MSI GeForce RTX 5060 Ti Shadow 2X Plus 16GB

XFX Swift Radeon RX 9060 XT OC Triple Fan Gaming Edition 16GB

XFX Swift Radeon RX 9060 XT OC Triple Fan Gaming Edition 16GB

Performance:
GPU clock speed 2407 MHz 1900 MHz
GPU turbo 2572 MHz 3320 MHz
pixel rate 123.5 GPixel/s 212.5 GPixel/s
floating-point performance 23.7 TFLOPS 27.2 TFLOPS
texture rate 370.4 GTexels/s 425 GTexels/s
GPU memory speed 1750 MHz 2518 MHz
shading units 4608 2048
texture mapping units (TMUs) 144 128
render output units (ROPs) 48 64
Has Double Precision Floating Point (DPFP)

The clock speed story here is nuanced. The MSI RTX 5060 Ti holds a notably higher base clock at 2407 MHz versus the XFX RX 9060 XT's 1900 MHz, meaning the NVIDIA card runs faster during sustained, consistent workloads. However, the RX 9060 XT's turbo ceiling of 3320 MHz dwarfs the RTX 5060 Ti's 2572 MHz boost — a gap of nearly 750 MHz. In practice, this means the AMD card can deliver significantly higher peak performance in burst scenarios, though how often and how long it sustains that turbo frequency depends on thermal and power headroom.

When translating clocks into throughput, the RX 9060 XT pulls ahead on nearly every computed metric.
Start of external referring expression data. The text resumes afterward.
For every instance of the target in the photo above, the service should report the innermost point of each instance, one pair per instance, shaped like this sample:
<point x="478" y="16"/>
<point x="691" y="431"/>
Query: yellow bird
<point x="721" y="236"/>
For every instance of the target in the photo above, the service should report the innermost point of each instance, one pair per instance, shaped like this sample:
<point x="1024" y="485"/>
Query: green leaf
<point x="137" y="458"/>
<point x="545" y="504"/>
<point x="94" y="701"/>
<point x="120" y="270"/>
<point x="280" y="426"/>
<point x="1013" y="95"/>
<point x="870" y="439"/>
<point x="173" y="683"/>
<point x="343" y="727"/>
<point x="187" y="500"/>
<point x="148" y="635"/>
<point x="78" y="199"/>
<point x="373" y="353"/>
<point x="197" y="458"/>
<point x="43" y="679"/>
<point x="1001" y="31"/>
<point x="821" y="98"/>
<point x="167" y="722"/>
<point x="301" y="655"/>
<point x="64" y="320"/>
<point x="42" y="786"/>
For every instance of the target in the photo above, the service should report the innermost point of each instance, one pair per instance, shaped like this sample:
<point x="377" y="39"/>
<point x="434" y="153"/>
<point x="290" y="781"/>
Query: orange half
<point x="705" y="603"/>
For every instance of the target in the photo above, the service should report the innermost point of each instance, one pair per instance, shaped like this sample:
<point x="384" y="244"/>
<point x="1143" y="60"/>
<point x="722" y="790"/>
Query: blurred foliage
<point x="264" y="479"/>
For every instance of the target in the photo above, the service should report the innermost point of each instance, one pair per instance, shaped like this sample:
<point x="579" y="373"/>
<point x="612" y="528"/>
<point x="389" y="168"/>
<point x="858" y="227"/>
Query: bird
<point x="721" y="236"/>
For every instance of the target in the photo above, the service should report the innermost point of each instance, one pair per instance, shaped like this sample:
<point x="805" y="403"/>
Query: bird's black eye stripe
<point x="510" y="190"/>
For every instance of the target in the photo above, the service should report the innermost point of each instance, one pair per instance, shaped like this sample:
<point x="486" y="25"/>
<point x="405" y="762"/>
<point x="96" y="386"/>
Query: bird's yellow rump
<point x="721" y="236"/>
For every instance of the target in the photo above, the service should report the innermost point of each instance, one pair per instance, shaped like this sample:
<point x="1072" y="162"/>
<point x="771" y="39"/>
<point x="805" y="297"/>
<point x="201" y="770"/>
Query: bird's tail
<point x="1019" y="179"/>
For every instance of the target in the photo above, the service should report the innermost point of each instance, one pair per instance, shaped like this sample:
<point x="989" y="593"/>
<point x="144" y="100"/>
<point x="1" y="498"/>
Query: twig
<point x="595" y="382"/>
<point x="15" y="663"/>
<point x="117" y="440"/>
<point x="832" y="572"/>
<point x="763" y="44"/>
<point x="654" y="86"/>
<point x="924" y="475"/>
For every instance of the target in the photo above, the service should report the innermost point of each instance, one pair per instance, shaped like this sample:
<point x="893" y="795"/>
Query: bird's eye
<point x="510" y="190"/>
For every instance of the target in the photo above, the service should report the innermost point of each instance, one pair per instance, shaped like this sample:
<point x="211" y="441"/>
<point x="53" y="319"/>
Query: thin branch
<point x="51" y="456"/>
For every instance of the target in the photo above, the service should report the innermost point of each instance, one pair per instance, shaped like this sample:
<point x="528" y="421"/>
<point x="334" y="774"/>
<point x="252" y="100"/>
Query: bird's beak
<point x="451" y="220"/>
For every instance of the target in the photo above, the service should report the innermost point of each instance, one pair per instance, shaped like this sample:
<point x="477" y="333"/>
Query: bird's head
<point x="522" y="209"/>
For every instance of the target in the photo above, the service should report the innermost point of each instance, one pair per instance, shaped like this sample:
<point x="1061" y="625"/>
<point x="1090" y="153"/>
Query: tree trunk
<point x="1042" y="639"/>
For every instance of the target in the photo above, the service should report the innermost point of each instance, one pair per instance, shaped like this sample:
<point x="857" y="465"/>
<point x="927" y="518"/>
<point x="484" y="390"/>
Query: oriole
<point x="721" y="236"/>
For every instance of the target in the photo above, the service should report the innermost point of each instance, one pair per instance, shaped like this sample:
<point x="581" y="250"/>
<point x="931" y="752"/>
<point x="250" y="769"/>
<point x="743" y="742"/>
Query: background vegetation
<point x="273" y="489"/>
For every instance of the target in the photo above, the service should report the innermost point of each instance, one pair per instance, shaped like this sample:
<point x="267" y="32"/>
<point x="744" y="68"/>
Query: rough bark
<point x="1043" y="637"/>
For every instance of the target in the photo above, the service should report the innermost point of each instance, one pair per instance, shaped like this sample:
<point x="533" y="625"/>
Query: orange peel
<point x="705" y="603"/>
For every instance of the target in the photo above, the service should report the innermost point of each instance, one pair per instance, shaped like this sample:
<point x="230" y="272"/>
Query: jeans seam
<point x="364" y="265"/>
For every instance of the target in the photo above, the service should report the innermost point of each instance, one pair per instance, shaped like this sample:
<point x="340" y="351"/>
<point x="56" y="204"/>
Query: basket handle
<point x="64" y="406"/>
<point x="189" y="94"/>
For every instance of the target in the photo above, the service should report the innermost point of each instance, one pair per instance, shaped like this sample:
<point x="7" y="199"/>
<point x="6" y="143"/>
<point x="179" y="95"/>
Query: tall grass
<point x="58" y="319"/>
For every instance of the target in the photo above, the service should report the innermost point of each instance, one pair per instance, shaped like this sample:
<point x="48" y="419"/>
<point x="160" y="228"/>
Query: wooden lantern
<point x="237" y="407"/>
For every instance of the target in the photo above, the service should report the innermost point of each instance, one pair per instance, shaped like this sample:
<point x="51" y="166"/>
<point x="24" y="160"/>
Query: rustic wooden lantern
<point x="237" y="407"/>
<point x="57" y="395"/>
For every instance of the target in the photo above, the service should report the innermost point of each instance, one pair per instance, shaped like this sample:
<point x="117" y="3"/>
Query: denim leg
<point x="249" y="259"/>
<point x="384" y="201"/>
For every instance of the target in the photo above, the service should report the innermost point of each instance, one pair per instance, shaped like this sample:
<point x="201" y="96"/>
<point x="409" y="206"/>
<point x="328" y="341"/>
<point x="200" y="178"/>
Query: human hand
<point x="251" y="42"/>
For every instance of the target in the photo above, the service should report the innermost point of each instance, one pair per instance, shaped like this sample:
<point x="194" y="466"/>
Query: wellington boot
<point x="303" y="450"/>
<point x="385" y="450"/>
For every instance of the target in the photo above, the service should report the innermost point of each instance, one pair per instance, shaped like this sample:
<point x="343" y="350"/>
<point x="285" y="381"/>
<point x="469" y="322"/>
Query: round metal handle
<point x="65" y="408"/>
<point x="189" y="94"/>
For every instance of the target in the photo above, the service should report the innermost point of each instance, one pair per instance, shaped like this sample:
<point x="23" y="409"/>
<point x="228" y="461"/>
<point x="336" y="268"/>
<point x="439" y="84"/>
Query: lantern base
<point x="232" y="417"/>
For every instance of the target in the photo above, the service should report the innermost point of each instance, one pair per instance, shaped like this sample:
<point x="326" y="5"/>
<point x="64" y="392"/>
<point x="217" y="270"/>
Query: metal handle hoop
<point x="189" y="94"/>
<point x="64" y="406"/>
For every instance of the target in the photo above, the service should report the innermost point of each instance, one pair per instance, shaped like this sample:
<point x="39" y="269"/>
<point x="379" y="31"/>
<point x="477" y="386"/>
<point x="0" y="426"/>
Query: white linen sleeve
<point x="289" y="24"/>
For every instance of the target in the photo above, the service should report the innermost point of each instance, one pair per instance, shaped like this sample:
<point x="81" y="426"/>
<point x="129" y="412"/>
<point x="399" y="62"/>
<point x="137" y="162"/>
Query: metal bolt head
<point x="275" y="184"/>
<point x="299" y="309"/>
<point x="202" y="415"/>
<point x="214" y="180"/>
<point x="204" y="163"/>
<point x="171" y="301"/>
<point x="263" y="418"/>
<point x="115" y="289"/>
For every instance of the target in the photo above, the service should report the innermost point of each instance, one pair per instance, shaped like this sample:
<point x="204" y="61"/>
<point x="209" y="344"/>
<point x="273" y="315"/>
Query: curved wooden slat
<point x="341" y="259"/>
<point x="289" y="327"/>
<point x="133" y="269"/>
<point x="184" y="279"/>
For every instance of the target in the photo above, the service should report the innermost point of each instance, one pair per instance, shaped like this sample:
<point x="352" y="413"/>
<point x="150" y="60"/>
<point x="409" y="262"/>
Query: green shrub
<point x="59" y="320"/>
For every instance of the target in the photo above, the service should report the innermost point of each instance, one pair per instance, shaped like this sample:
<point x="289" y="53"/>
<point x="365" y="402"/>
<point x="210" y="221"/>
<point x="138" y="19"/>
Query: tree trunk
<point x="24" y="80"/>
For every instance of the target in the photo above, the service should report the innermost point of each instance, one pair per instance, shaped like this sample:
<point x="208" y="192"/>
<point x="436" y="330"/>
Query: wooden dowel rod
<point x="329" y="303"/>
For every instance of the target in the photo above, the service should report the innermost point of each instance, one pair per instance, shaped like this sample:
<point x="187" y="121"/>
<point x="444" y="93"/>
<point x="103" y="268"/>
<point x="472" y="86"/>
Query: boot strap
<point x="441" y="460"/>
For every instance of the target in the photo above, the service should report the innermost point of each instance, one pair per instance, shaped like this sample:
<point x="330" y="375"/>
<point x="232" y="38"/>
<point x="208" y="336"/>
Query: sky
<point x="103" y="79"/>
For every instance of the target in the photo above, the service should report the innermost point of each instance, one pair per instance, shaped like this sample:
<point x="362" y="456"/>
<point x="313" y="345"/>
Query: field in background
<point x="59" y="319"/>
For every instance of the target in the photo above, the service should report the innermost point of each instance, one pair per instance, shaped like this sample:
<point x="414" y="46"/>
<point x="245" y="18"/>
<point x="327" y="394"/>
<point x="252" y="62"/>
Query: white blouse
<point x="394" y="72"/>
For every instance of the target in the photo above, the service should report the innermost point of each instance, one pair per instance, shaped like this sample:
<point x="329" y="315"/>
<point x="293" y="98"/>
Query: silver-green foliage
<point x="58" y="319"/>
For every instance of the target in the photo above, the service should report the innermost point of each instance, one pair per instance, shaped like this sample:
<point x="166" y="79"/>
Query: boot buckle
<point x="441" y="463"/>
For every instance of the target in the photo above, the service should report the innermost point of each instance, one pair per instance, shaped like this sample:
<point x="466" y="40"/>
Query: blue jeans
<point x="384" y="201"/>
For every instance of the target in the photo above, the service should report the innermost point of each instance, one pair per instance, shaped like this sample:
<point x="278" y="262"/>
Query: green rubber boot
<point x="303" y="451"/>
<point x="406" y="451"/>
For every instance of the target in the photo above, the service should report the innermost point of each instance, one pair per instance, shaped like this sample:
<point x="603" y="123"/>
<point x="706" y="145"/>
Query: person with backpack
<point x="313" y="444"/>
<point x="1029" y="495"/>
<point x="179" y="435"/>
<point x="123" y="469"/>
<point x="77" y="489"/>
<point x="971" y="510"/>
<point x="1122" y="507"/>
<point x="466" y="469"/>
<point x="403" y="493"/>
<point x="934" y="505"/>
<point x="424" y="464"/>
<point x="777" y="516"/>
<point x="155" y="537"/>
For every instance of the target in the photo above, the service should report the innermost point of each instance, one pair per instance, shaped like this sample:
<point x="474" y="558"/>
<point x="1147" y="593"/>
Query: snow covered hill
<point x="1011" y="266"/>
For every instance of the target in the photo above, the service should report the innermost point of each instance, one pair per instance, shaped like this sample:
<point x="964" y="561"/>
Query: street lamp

Its 27.2 TFLOPS of floating-point performance outpaces the RTX 5060 Ti's 23.7 TFLOPS by roughly 15%, and its pixel rate of 212.5 GPixel/s is nearly 72% higher — a direct result of both the higher turbo clock and its larger ROP count (64 vs. 48). A higher pixel rate translates to better fill-rate performance, particularly relevant at higher resolutions. The RX 9060 XT also leads in texture rate (425 GTexels/s vs. 370.4) and runs significantly faster memory at 2518 MHz vs. 1750 MHz, which reduces memory bandwidth bottlenecks. The RTX 5060 Ti does have more than double the shading units (4608 vs. 2048), though this advantage is largely absorbed into the TFLOPS figure and does not reverse the overall throughput deficit.

On paper, the XFX RX 9060 XT holds a clear performance edge in this group, leading in peak compute throughput, pixel fill rate, texture throughput, and memory speed. The MSI RTX 5060 Ti counters only with a more stable base clock, which matters for workloads that avoid or cannot sustain boost states. Both cards support Double Precision Floating Point, so neither has an exclusive advantage there. For users prioritizing raw peak performance metrics, the RX 9060 XT is the stronger card based strictly on these figures.

Memory:
effective memory speed 28000 MHz 20000 MHz
maximum memory bandwidth 448 GB/s 322.3 GB/s
VRAM 16GB 16GB
GDDR version GDDR7 GDDR6
memory bus width 128-bit 128-bit
Supports ECC memory

Both cards arrive with an identical 16GB of VRAM over a 128-bit bus, so neither has a capacity or bus-width advantage. The meaningful divergence lies in the memory technology: the MSI RTX 5060 Ti uses GDDR7, while the XFX RX 9060 XT uses GDDR6. This generational difference has a direct and significant impact on throughput — GDDR7 operates at a much higher effective speed (28000 MHz vs. 20000 MHz), which translates into a maximum memory bandwidth advantage of roughly 39% in favor of the RTX 5060 Ti (448 GB/s vs. 322.3 GB/s).

That bandwidth gap has real consequences. Memory bandwidth is a critical resource for GPU-bound workloads — the faster data moves between VRAM and the compute cores, the less time the GPU spends waiting. This matters most at high resolutions, with texture-heavy assets, or when running memory-intensive workloads like AI inference and creative applications. On a 128-bit bus, having GDDR7 effectively compensates for the narrower bus width compared to what wider GDDR6 implementations might offer — the RTX 5060 Ti essentially squeezes substantially more throughput out of the same pipeline width.

Both cards support ECC memory, which is a minor but notable shared feature for users doing precision compute work. Overall though, the MSI RTX 5060 Ti holds a clear memory subsystem advantage in this group. The GDDR7 upgrade delivers meaningfully higher bandwidth that can reduce bottlenecks the RX 9060 XT's GDDR6 setup cannot match, despite the two cards sharing the same bus width and VRAM capacity.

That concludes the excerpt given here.